Nvidia has long held the pole position in GPGPU computing, particularly in scientific and HPC applications. The company’s long-term investment into CUDA and high performance computing have won it a number of spots in the supercomputing TOP500 and fueled the growth of its Tesla product line, including GPUs like the $3,000 Titan V, a Volta-based graphics card that straddles the line between a consumer and a scientific product. But all may not be well with the Titan V — there are reports that the chip can produce different results from run to run.
That’s the word from The Register, which writes:
One engineer told The Register that when he tried to run identical simulations of an interaction between a protein and enzyme on Nvidia’s Titan V cards, the results varied. After repeated tests on four of the top-of-the-line GPUs, he found two gave numerical errors about 10 per cent of the time. These tests should produce the same output values each time again and again. On previous generations of Nvidia hardware, that generally was the case. On the Titan V, not so, we’re told.
The Reg goes on to note that it also spoke to an “industry veteran,” who speculated that the problem may be due to issues with HBM memory. That same individual noted that this could be due to problems with the GPU’s onboard RAM, and that Nvidia had encountered this kind of issue before and been forced to issue patches to address it.

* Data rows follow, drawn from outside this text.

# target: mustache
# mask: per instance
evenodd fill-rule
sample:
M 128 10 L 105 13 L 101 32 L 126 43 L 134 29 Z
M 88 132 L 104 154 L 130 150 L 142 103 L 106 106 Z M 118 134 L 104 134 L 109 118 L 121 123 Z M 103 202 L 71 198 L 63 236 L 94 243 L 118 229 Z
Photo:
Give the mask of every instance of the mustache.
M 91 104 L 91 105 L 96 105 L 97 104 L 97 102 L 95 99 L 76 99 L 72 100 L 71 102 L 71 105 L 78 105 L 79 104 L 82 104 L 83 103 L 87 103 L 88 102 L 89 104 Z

Elsewhere, other communities have noted that the problem could be overblown. Floating point parallel computing is not necessarily deterministic, which is to say it does not automatically yield identical results every single time. If the order of operations is different from run to run, the final result could also be different.
It seems unlikely, however, that scientists and researchers would mistake a known issue (non-deterministic output in parallel FP calculations) for a significant hardware issue. The Reg’s source indicated the Titan V could give incorrect results about 10 percent of the time, but did not provide details on which applications were affected, whether the frequency of the problem varied from application to application, or if it could be impacted by changing various GPU settings.
Right now, what we have are more questions than answers. The problem, if it exists, might be addressable via driver or a code change. It might also reflect a problem with the GPU’s memory subsystem, as The Reg speculates. Some HPC applications have updated their own websites to indicate they are aware of the potential issue and haven’t seen it yet. It’s also possible that the issue is limited to a handful of cards and not indicative of a general problem.
As for Nvidia, the company has told the Reg it is aware of the issue and has invited anyone affected to contact Nvidia itself. The Titan V isn’t really positioned as a gaming GPU, but games do not appear to be impacted or affected at this time.